De fato, ler outros autores ajuda muito no processo criativo. Não só os medalhões, mas também escritores não conhecidos do grande público. No Entre Contos há muitos deles, sempre prontos a nos surpreender com sua verve imaginativa.
O que você acha que mudou no seu processo de escrita ao longo dos anos? O que você diria a si mesmo se pudesse voltar à escrita de seus primeiros textos?
Creio que o processo de escrita é algo em constante evolução. Atualmente dedico mais tempo para que as ideias se assentem. Antes eu tinha essa necessidade de que os textos ficassem prontos o mais rápido possível – mesmo com toda a revisão que eu me obrigava a fazer. Agora deixo que as letras se decantem. Espero dias para reler o que escrevi, algo que não ocorria no início. Meu sonho é ser como Joyce ou Proust – não na técnica, obviamente, pois isso é evidentemente impossível, mas na paciência para escrever. Levar anos escrevendo um romance. Pode parecer suicídio para quem deseja viver da escrita hoje em dia, mas para quem não tem essa intenção (meu caso), a ideia se torna bastante atraente.
Que projeto você gostaria de fazer, mas ainda não começou? Que livro você gostaria de ler e ele ainda não existe?

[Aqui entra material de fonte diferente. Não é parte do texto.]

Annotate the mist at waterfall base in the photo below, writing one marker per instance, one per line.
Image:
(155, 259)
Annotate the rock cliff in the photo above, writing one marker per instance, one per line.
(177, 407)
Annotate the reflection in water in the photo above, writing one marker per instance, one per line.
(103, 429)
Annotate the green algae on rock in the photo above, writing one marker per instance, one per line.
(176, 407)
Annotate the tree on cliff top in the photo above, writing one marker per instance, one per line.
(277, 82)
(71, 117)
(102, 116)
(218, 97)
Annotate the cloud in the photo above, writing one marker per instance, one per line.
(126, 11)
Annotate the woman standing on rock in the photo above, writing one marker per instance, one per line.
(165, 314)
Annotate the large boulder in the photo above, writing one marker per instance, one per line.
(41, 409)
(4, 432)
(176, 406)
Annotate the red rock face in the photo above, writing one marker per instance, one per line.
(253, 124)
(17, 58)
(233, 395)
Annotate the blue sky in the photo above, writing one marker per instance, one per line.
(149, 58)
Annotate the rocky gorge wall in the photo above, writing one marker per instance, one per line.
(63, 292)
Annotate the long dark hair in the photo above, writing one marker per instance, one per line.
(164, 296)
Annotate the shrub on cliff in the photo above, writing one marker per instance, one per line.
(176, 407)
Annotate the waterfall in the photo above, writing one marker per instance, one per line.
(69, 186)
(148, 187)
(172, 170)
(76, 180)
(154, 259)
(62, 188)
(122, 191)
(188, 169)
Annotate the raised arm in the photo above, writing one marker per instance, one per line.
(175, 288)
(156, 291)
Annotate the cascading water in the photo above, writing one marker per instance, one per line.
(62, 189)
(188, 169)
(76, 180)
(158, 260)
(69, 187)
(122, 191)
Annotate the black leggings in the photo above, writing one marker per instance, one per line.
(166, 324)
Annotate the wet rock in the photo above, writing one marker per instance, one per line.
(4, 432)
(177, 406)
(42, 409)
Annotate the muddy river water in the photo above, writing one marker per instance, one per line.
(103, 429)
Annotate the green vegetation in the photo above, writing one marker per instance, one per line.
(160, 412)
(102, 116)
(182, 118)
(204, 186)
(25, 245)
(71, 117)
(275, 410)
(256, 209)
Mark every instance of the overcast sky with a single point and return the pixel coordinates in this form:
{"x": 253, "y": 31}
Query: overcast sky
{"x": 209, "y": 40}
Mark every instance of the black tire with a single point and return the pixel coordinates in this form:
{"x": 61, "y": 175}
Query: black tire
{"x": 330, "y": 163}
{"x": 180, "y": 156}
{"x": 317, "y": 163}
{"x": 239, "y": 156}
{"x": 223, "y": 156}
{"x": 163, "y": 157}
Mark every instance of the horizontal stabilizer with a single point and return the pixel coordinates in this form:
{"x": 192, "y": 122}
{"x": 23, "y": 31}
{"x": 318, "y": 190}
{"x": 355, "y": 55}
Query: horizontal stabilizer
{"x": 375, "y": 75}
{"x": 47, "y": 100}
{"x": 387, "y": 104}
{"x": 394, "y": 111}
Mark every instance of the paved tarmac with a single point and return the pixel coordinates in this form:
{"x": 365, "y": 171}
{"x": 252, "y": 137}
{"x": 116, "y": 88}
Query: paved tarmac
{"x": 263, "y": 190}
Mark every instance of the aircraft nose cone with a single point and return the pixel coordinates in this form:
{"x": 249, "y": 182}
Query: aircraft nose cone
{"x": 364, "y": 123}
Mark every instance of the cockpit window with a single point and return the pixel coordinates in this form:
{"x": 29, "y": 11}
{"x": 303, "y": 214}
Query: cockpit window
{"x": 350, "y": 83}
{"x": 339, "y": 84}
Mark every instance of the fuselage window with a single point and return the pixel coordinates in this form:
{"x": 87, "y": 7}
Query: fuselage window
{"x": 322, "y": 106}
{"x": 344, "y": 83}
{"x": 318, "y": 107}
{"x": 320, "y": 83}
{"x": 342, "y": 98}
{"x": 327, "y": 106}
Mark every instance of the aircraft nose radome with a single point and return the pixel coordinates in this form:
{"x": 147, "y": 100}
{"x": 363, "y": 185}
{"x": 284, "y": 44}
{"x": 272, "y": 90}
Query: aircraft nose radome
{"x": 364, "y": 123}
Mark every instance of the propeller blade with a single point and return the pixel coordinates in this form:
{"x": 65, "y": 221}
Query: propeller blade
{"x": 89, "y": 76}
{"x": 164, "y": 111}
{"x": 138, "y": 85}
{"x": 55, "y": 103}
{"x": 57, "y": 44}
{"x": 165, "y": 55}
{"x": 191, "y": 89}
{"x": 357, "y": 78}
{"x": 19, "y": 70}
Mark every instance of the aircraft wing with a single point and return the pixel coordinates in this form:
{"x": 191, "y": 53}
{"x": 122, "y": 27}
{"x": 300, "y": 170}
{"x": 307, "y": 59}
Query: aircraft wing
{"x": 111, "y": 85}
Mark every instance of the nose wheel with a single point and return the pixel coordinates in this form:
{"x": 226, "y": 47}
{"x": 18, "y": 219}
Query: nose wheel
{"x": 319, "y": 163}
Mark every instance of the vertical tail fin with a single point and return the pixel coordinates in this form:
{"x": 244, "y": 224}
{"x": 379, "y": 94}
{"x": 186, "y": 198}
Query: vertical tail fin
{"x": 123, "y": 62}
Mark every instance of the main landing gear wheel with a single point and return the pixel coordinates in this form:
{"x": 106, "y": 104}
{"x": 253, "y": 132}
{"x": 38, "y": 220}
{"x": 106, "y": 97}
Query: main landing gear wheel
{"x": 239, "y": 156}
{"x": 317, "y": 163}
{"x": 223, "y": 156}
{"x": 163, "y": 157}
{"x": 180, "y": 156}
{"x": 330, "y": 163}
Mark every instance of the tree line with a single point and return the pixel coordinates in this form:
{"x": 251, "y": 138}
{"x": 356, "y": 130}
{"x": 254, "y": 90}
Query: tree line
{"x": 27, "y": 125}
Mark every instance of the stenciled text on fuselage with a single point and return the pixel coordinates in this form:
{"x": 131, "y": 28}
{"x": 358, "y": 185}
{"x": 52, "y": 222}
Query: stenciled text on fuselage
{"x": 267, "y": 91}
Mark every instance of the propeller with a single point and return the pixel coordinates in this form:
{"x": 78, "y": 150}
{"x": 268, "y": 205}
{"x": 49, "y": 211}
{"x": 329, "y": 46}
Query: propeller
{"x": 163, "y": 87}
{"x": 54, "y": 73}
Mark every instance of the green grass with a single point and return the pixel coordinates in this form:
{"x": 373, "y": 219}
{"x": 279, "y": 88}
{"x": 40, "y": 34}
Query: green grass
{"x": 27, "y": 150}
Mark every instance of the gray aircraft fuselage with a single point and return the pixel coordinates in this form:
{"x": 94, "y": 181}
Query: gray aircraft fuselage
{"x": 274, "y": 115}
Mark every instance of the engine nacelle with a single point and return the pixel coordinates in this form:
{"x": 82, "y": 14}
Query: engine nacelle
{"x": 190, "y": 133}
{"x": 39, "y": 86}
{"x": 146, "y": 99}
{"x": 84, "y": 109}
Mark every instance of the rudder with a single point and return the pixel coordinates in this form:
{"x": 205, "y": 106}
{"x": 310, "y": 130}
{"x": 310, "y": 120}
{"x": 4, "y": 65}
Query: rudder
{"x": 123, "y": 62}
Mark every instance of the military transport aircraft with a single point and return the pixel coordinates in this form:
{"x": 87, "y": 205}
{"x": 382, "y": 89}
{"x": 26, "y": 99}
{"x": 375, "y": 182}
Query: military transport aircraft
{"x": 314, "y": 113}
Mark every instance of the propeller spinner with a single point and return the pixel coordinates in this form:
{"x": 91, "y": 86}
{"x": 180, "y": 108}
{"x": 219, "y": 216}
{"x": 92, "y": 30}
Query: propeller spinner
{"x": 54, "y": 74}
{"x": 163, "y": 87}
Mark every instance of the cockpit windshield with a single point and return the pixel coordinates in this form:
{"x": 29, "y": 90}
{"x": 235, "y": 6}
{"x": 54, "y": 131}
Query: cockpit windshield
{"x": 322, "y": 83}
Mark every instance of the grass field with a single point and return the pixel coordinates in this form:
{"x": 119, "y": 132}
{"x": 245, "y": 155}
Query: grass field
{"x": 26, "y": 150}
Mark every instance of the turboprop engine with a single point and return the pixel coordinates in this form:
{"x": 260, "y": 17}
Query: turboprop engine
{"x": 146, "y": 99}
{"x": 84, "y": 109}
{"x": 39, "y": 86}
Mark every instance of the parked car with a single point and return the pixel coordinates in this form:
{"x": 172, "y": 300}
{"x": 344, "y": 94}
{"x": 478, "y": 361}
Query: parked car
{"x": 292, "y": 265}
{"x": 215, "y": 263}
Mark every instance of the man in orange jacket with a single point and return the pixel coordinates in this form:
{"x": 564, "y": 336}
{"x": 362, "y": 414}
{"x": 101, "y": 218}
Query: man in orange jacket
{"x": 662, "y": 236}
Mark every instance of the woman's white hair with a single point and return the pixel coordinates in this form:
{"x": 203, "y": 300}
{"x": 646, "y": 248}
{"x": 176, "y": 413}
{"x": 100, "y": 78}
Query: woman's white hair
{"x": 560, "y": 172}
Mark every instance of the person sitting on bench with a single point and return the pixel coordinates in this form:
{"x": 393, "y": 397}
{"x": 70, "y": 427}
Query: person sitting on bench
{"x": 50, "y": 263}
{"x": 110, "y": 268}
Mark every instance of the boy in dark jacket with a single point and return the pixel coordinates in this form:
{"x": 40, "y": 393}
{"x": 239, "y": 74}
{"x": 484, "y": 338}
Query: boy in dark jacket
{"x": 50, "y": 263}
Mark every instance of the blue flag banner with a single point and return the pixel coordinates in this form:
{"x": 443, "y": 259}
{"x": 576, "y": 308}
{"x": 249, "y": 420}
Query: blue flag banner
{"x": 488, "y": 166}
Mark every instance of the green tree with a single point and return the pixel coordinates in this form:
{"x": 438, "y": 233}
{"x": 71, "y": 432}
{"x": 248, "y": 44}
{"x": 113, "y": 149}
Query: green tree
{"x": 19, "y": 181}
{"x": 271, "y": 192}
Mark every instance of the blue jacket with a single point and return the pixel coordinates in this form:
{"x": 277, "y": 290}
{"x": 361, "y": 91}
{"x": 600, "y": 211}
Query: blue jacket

Tenho o projeto-não-tão-secreto de transformar o Entre Contos em uma editora voltada unicamente para escritores desconhecidos do grande público. Não tenho a menor intenção de torná-la um sucesso comercial, mas sim dar voz a essa galera que escreve muito bem e que, por conta da vocação eminentemente financeira do mercado editorial, jamais terá voz.
Quanto à outra pergunta, provavelmente o livro que eu gostaria de ler e que ainda não existe seria um livro para eu escrever. Tenho algumas ideias em mente, desdobramentos de contos que escrevi, que podem ser promissoras. Mas isso demanda um tempo que hoje me falta.